In seventh grade they joined FFA at Lanesboro. FFA limits showing at the state fair until a student is going into ninth grade. Of course they showed when reaching that point. They’ve also shown cattle for FFA at the Olmsted County Fair in Rochester when it doesn’t conflict with other shows.

After showing dairy cattle for so long and with educational training, the girls have a good idea how the cows are judged – and they’re good at it.

They’ve joined dairy judging teams and had great success. Their team placed second at the FFA National Convention in 2013. Kayla went with the team to judge and participate in the Royal Highland Show in Scotland. (Haely did not attend because she’d already committed to a school band trip.)

The Scotland judging team consisted of Kayla, brothers Travis Troendle and Jared Troendle, and Abby Hopp from Chatfield.
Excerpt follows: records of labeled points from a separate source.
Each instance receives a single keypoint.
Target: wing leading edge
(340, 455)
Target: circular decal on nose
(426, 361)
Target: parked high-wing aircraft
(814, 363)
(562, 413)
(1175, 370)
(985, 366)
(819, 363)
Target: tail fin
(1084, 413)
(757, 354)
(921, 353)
Abby had judged with their team in the past, so was selected to fill in for Haely.

That show in Scotland was a major event, according to Kayla, “and a really new experience.”

She further explained the cows there were Friesian-Holsteins that look more like a commercial Holstein cow with a smaller, thicker stature.
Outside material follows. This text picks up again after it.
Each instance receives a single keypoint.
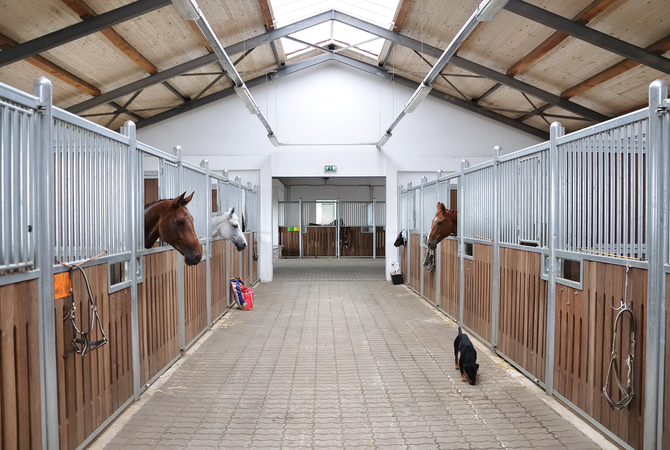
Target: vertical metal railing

“They’re not show cows. It’s not wrong; they’re just different. I had never seen one (until then),” Kayla added.

The dairy judging team also had participated in the 2013 World Dairy Judging Expo for 4-H, placing fourth. Jared was missing from that team and Abby had filled in. Kayla pointed out they also have judged at national Holstein contests.
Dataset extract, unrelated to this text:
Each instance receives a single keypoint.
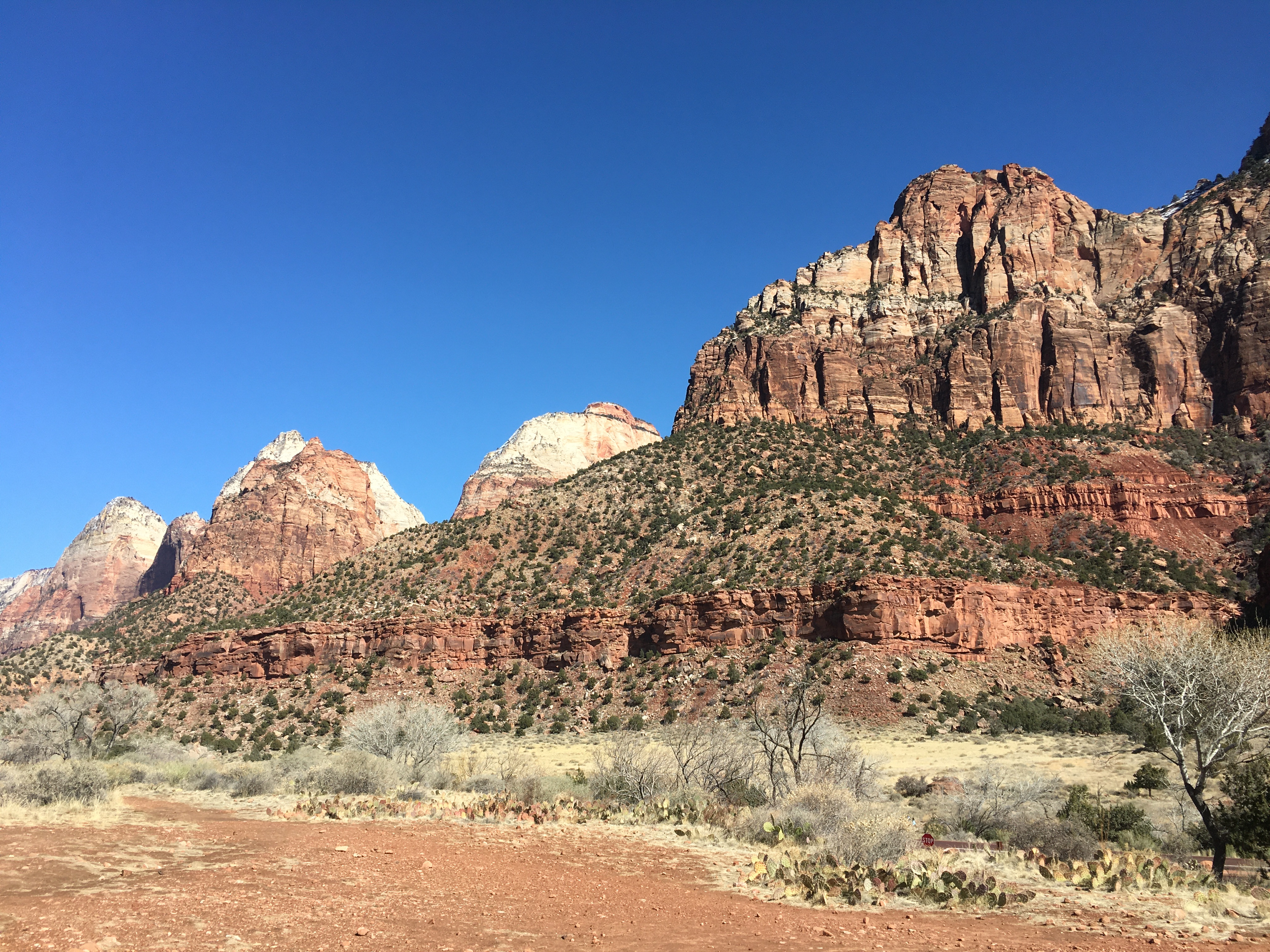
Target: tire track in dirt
(176, 878)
Both Haely and Kayla have earned numerous other honors in 4-H and FFA. In the latter, they obtained their State Degrees this spring, the highest honor at the state level for FFA.

June Dairy and beyond

The Leiding twins have been – and will be – all over Fillmore County in June promoting dairy products. Haely said they appeared at a farm safety camp held in Mabel for all Fillmore County fourth graders. They’ll appear at businesses, grocery stores and in parades as well.

Unfortunately, there’s a family wedding in Wisconsin on June 27, so Kayla and Haely will miss the Fillmore County “Dairy Night on the Farm” event on June 27.

Stacy said when the girls found out they were the same date, they were sorry they couldn’t attend Fillmore County’s top dairy promotion at Michael Redalen’s farm.

Kayla, however, made sure to note there are five younger Fillmore County Dairy Ambassadors and they will be on hand.

The twins share a goal of educating the public about dairy – how nutritious dairy products are, where they come from, and what life is like on a dairy farm.

“We’re telling our farm story. We make it personal,” stated Kayla.

Both she and Haely will attend the University of Minnesota in the Twin Cities this fall. Haely is taking ag education classes. She wants to teach and be an FFA advisor. Kayla is taking classes in ag leadership and marketing, and wants to represent the industry. Both also are taking classes for a minor in animal science.

Haely said she hopes to be on the U of M dairy judging team in the future, which is open to juniors and seniors.

Clearly, the twins are expecting to be working in the dairy industry for the long haul. They know personally what’s involved and why dairy products are important.

Look for Haely and Kayla at dairy events and parades this summer. Enjoy hearing their stories. Take their dairy message to heart and support dairy producers when making food choices.